Tom lo stava guardando in maniera strana, quando uscì.

— Hai parlato con te stesso, là dentro?

— Già — disse Ferguson. — Una piccola conferenza con me stesso. Ascolta, uno dei sogni spaziali ha a che fare con la nebbia verde, non è vero?

— È il Mondo Verde, un luogo meraviglioso.

— Non saprei. Ho visto soltanto la nebbia nel sonno, l’altra notte.

La nebbia verde.

— È tutto? Soltanto la nebbia?

— Soltanto la nebbia.

— Va bene — disse Tom. — I sogni stanno cercando d’irrompere, allora. È un inizio. Forse perché io sono qui, l’influenza è più forte. Ma hai visto. Puoi fare proprio come chiunque altro, Ed. E adesso vieni con me, fuori nel bosco.

— A far cosa?

— Te l’ho detto. Ti darò un sogno spaziale. Ma dovremmo andare dove nessuno ci può disturbare, perché tu devi concentrarti. D’accordo, Ed? Vieni. Vieni, adesso.

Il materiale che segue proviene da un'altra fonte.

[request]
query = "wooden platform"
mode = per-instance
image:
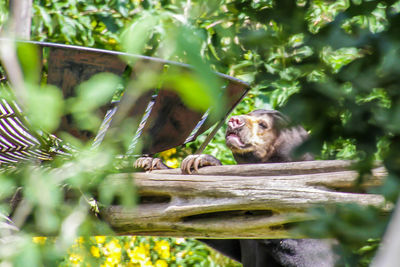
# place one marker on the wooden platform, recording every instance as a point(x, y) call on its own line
point(238, 201)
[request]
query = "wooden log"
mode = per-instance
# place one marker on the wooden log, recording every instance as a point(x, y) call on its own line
point(236, 205)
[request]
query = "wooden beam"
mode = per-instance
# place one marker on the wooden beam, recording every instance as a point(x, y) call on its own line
point(21, 18)
point(240, 201)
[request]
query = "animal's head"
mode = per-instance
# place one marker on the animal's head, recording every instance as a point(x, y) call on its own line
point(263, 136)
point(256, 133)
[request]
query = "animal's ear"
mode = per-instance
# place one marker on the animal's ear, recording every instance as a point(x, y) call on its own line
point(280, 121)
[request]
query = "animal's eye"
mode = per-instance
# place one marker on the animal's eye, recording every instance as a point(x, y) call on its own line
point(263, 125)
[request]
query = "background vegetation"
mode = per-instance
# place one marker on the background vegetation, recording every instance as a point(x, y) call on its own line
point(332, 66)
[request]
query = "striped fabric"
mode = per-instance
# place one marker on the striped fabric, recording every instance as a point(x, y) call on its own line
point(17, 142)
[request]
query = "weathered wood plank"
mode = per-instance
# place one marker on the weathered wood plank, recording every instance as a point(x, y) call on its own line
point(286, 168)
point(237, 206)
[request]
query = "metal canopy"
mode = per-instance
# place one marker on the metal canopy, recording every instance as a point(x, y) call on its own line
point(166, 121)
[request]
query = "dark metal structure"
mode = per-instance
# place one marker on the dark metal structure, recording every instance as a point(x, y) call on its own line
point(166, 121)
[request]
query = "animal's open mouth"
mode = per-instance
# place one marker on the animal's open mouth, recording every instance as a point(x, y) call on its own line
point(234, 140)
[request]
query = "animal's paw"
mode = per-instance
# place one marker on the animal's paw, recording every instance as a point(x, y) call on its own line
point(194, 162)
point(149, 164)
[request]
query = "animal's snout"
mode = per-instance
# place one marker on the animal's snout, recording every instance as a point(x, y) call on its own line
point(235, 122)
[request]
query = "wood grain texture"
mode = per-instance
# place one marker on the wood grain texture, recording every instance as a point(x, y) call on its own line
point(238, 201)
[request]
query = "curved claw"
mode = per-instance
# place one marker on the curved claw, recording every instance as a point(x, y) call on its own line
point(149, 164)
point(194, 162)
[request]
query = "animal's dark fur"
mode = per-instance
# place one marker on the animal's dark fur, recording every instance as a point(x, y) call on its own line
point(259, 137)
point(264, 136)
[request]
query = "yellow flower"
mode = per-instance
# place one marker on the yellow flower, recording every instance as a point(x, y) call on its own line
point(100, 239)
point(172, 163)
point(163, 249)
point(112, 251)
point(179, 241)
point(75, 258)
point(80, 240)
point(95, 251)
point(161, 263)
point(139, 254)
point(39, 240)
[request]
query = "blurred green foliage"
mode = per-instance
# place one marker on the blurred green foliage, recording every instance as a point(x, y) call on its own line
point(332, 66)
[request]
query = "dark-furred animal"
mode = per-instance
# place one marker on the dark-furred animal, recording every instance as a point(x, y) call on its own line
point(262, 136)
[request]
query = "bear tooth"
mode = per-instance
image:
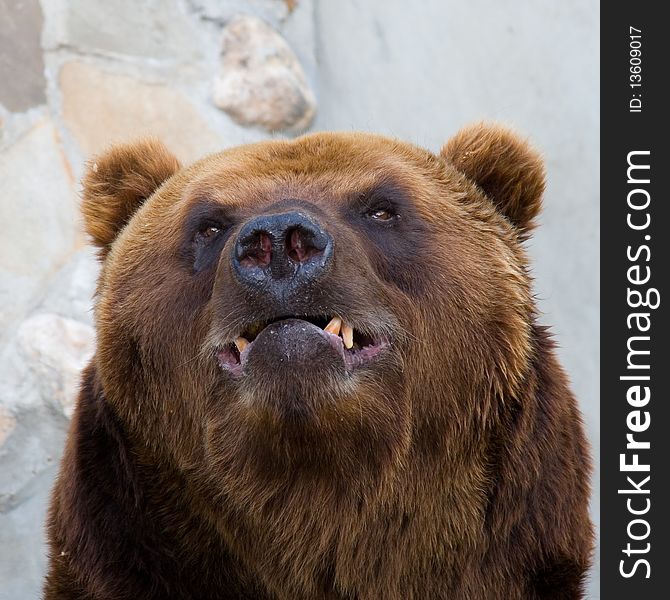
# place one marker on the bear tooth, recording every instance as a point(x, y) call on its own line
point(241, 343)
point(348, 336)
point(334, 326)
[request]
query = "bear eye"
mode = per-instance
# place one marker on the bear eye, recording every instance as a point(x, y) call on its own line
point(382, 215)
point(209, 231)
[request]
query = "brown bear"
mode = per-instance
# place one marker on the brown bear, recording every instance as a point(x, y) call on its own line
point(319, 374)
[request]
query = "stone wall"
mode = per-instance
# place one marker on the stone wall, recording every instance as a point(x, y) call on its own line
point(75, 76)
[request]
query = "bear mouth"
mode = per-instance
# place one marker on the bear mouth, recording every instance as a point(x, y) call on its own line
point(355, 347)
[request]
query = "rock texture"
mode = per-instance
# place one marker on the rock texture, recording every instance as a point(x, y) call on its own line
point(262, 82)
point(21, 62)
point(101, 107)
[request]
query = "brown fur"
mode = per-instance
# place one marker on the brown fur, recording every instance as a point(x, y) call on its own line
point(454, 467)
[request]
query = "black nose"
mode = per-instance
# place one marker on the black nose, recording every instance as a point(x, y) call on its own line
point(289, 247)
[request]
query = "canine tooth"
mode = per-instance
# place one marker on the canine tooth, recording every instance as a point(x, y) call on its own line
point(334, 326)
point(348, 336)
point(241, 343)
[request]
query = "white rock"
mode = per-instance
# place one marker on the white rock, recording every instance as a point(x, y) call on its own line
point(101, 107)
point(272, 11)
point(57, 349)
point(39, 225)
point(262, 82)
point(7, 424)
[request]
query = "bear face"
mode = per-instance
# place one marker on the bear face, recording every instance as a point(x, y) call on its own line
point(406, 252)
point(328, 341)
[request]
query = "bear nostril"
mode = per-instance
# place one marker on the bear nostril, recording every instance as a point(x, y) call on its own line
point(256, 251)
point(301, 245)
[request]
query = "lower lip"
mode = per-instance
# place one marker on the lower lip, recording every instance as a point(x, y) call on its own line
point(353, 359)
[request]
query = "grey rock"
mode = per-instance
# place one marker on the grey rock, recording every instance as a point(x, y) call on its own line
point(56, 349)
point(38, 219)
point(21, 63)
point(272, 11)
point(262, 82)
point(127, 108)
point(157, 29)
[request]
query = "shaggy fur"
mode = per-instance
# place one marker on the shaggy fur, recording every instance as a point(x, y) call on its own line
point(454, 466)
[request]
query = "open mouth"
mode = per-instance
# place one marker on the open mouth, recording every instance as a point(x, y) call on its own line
point(356, 347)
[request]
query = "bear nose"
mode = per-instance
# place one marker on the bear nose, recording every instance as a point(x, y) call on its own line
point(287, 246)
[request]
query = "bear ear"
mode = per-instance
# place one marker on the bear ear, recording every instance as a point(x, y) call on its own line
point(504, 166)
point(117, 183)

— Non funzionerà. Dimmi: come posso sognare quando sono completamente sveglio?

— Basterà che tu venga con me — disse Tom.

Ferguson scrollò le spalle. Non aveva niente da perdere, vero? Tanto valeva che ci provasse. Annuì, e uscirono insieme nel caldo mattino d’autunno, percorsero il lato della palestra e infilarono il sentiero che si perdeva nel bosco. Passarono accanto ad alcune persone, mentre camminavano: Dante Corelli, April Cranshaw, Mug Watson il giardiniere. Dante sorrise e li salutò con un cenno della mano, il giardiniere non prestò loro la minima attenzione, la grassa April rivolse loro una rapida occhiata spaventata e si voltò subito dall’altra parte come se avesse visto un paio di lupi mannari usciti a farsi una camminatina. Povera, matta grassona, pensò Ferguson. La sola cosa che l’avrebbe fatta star meglio era farsi fottere una o due volte. Ma chi avrebbe voluto farlo con lei? Non io, ci puoi scommettere. Gesù Santo, non io.

— Che ne dici se ci fermassimo qui? — disse, rivolto a Tom.

— Benissimo, questo posto va benissimo. Siediti su questa roccia, vicino a me. Così va bene. Adesso, la cosa che devi sapere — aggiunse Tom, — è che l’universo è pieno zeppo di essere benevoli. Va bene? Ci sono più soli di quanti chiunque possa contare, e tutti questi soli hanno pianeti, e su questi pianeti c’è della gente, non gente come noi, ma gente lo stesso. Sono tutti vivi e si trovano là fuori in questo stesso istante, intenti a vivere la loro vita. Va bene? E loro sanno che noi siamo qui. Ci stanno chiamando. Ci amano. Amano ognuno di noi e ci vogliono raccogliere nel loro seno. Mi segui, Ed? Devi crederci. Attraverso il veicolo dei sogni si sono messi in contatto con me, ed io sono l’emissario, io sono il battistrada che condurrà tutti alle stelle. — Adesso si era sporto ancora di più verso Ferguson. I suoi strani occhi scuri lo penetravano come due trapani. — Ti sembra tutto un mucchio di cose pazzesche, Ed. Devi provare a credere. Soltanto per il momento, deponi la tua rabbia, deponi tutto il tuo odio, tutta quella roba micidiale che si trova dentro di te come un grumo di ghiaccio. Di’ a te stesso che questo tizio, Tom, è pazzo, certo, ma fingi, soltanto per un minuto, che sappia di cosa sta parlando. Va bene. Va bene. Fingi. Nessuno saprà mai che Ed Ferguson ha creduto a qualcosa di bizzarro per una sessantina di secondi. Tom non lo dirà a nessuno. Credimi, Tom non lo dirà a nessuno. Tom ti ama. Tom vuole aiutarti, Ed, guidarti. Dammi le mani, adesso. Mettile nelle mie.

— Che cazzo? — esclamò Ferguson. — Ci teniamo anche per mano, adesso?

— Credi in me. Credi in loro. Vuoi continuare a sentirti come ti sei sentito durante tutta la tua vita? Soltanto per una volta, lascia andare ogni altra cosa. Lascia che tutto si spalanchi. Lascia che la grazia ti inondi. Dammi le mani. Cosa pensi? Che io sia una specie d’invertito? Uh. Uh. Sto soltanto cercando di aiutarti. Le mani, Ed.